Revan, dengan luka basah di sisi perutnya, terduduk di balik dinding bangunan kosong di kawasan pelabuhan lama. Nafasnya terengah, darah menetes dari jas hitamnya dan membentuk pola aneh di tanah kotor.

"Brengsek... mereka tahu aku mengawasi Alea," desisnya pelan, menggertakkan gigi.

Tangannya gemetar, tapi bukan karena luka. Tapi karena nama yang didengarnya tadi dari musuhnya nama yang sudah lama ia kira terkubur: Mahendra.

Ayah Alea.

Pertemuan itu berlangsung di gudang bawah tanah yang dikelilingi mafia Ukraina. Revan masuk sebagai bayangan. Misinya: mencuri dokumen penting yang berisi daftar transaksi senjata internasional. Tapi rencana itu berubah ketika ia menemukan sesuatu yang lain.

Sebuah foto tua, berbingkai emas, tergantung di salah satu lemari besi foto seorang pria berkumis tebal berseragam jas hitam, memeluk anak kecil berambut panjang. Di bawahnya tertulis: Hasan Mahendra, The Crimson Pact.

Itu adalah ayah Alea.

Revan menegang. Tapi ia tak sempat berpikir lebih jauh ketika peluru mulai menghujani ruangan. Ia bertarung habis-habisan, dan dalam kekacauan itu, satu peluru menembus sisi tubuhnya.

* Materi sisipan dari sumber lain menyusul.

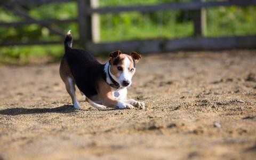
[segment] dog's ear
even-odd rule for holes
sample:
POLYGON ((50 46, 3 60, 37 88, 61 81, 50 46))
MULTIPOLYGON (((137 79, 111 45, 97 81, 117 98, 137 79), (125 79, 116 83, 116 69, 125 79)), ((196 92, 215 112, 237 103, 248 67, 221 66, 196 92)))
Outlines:
POLYGON ((118 57, 120 54, 122 54, 122 52, 119 50, 114 51, 110 52, 110 54, 109 54, 109 57, 110 58, 110 59, 115 59, 118 57))
POLYGON ((135 63, 138 63, 140 59, 141 58, 141 55, 140 55, 140 54, 137 53, 135 52, 131 52, 131 56, 132 57, 132 59, 133 59, 135 63))

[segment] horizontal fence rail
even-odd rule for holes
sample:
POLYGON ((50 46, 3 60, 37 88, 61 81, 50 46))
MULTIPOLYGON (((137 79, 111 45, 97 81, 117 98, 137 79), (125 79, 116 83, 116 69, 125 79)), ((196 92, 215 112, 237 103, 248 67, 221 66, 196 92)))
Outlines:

Kini, bersandar di dinding, Revan membuka ponselnya. Ia memutar ulang rekaman yang ia curi dari ruang itu rekaman suara pria dengan aksen berat Rusia: “Putri Mahendra masih hidup. Kita hanya butuh dia… dan L.R.F akan jatuh.”

Tangannya mengepal. Revan tak pernah tahu kalau Alea selama ini hidup dengan nama marga yang asli. Ia mengira Hasan Mahendra benar-benar keluar dari dunia mafia. Tapi nyatanya... darah Alea tak kalah merah dari darah Revan sendiri.

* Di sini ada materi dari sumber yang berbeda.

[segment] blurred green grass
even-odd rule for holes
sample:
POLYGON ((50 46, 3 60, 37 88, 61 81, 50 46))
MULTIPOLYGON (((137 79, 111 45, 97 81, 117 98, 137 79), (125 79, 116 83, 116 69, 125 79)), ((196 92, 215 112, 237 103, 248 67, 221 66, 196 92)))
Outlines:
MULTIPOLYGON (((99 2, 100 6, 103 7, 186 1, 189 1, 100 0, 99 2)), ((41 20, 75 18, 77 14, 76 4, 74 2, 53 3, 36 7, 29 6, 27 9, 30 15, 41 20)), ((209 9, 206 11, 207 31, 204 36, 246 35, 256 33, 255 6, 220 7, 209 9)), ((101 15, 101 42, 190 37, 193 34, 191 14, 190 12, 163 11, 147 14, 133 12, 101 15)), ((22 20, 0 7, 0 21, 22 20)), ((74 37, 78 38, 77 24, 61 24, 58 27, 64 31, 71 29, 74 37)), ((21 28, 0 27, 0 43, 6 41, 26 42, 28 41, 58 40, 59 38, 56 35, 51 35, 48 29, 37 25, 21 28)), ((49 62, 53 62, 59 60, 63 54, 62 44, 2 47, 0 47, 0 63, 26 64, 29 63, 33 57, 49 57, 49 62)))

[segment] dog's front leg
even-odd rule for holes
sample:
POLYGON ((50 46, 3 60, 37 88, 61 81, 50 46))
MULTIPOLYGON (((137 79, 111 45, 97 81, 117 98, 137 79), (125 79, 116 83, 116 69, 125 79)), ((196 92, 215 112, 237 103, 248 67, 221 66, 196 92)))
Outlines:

Sementara itu, di kamar kosnya, Alea termenung di depan laptop. Ia memandangi ulang hasil scan dokumen milik ayahnya terutama lambang kecil di pojok bawah kertas yang baru ia sadari. Sebuah ukiran singa bersayap membawa pedang.

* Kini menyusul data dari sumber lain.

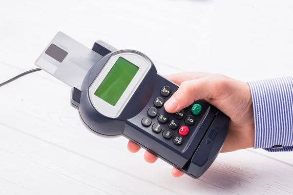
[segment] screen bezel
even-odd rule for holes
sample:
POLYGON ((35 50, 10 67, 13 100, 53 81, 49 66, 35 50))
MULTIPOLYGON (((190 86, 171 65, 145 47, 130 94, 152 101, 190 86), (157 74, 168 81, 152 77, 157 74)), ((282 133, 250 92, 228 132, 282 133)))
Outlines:
POLYGON ((106 117, 111 118, 119 117, 151 67, 149 59, 139 52, 130 50, 114 52, 89 87, 89 98, 93 106, 99 113, 106 117), (96 96, 94 93, 120 57, 134 64, 139 69, 116 105, 113 106, 96 96))

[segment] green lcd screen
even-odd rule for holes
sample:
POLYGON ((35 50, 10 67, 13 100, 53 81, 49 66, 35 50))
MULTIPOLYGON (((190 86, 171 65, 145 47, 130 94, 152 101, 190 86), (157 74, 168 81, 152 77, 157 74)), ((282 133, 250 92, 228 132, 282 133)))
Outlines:
POLYGON ((119 57, 95 92, 95 95, 115 106, 139 68, 119 57))

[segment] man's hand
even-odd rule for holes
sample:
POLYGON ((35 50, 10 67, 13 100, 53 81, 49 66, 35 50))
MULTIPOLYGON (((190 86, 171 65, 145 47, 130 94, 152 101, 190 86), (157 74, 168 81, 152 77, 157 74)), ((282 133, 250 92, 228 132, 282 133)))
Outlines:
MULTIPOLYGON (((205 99, 231 119, 221 153, 253 147, 253 111, 248 84, 223 75, 206 73, 183 73, 166 77, 180 86, 164 104, 167 112, 175 113, 194 101, 205 99)), ((135 153, 141 148, 129 141, 127 148, 135 153)), ((146 162, 153 163, 158 157, 146 152, 144 158, 146 162)), ((175 168, 172 171, 175 177, 183 174, 175 168)))

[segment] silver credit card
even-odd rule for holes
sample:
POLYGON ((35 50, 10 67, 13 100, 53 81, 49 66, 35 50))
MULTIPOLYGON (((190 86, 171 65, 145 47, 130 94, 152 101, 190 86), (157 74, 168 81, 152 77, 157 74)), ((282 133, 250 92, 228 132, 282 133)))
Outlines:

Logo itu persis seperti yang tertera di kertas lama yang ia temukan di bawah laci lemari tua rumah ibunya. Dan sekarang, ia temukan lagi di foto masa kecilnya bersama ayah.

“Ayah... siapa kamu sebenarnya?” gumamnya.

Flashback Alea usia 5 tahun.

"Ayah kerja apa, sih?" Hasan Mahendra tertawa."

"Ayah... menjaga kota ini dari orang-orang jahat."

"Jadi polisi?" Alea menatapnya polos.

"Wah, lebih dari itu." Hasan mengelus rambutnya.

"Kalau Alea besar nanti, kamu akan tahu. Tapi

janji ya... jangan pernah tanya siapa ayah sebenarnya."

Alea menutup laptopnya. Ia merasa dadanya sesak. Ada terlalu banyak kebetulan akhir-akhir ini—tropi permen merah, kemunculan pria bertopeng, dan sekarang... jejak tentang ayahnya yang bukan orang biasa.

Ia berdiri, berjalan ke laci, dan membuka kembali kotak foto lamanya. Di balik satu foto yang sedikit pudar, terselip selembar kertas kecil.

“Alea, jika kamu menemukan ini… maka kamu berada dalam bahaya. Carilah Revan. Dia tahu semuanya. Tapi kamu harus hati-hati. Karena darah kita… tidak pernah mati.”

Tangan Alea gemetar.

Revan bangkit dari persembunyiannya. Luka di sisi tubuhnya masih mengucurkan darah, tapi matanya tak kehilangan sorot.

Ia tahu satu hal: Alea dalam bahaya. Dan lebih dari itu, ia tahu Alea harus segera tahu siapa dirinya sendiri.

Revan membuka loker rahasia di markas kecilnya. Di dalamnya tersimpan file bertanda merah: Protokol Alea.

Ia menarik napas dalam-dalam. "Aku tak bisa menyelamatkan Hasan. Tapi aku akan menyelamatkan anaknya… bahkan jika itu berarti, aku harus mati."

Revan membuka file dengan tangan bergetar. Di dalamnya ada: Laporan intelijen ayah Alea yang membelot dari organisasi, peta struktur mafia L.R.F cabang Asia Tenggara, dan satu lembar laporan kecil berjudul: Putri Kunci Alea

Mahendra, target eliminasi atau perlindungan?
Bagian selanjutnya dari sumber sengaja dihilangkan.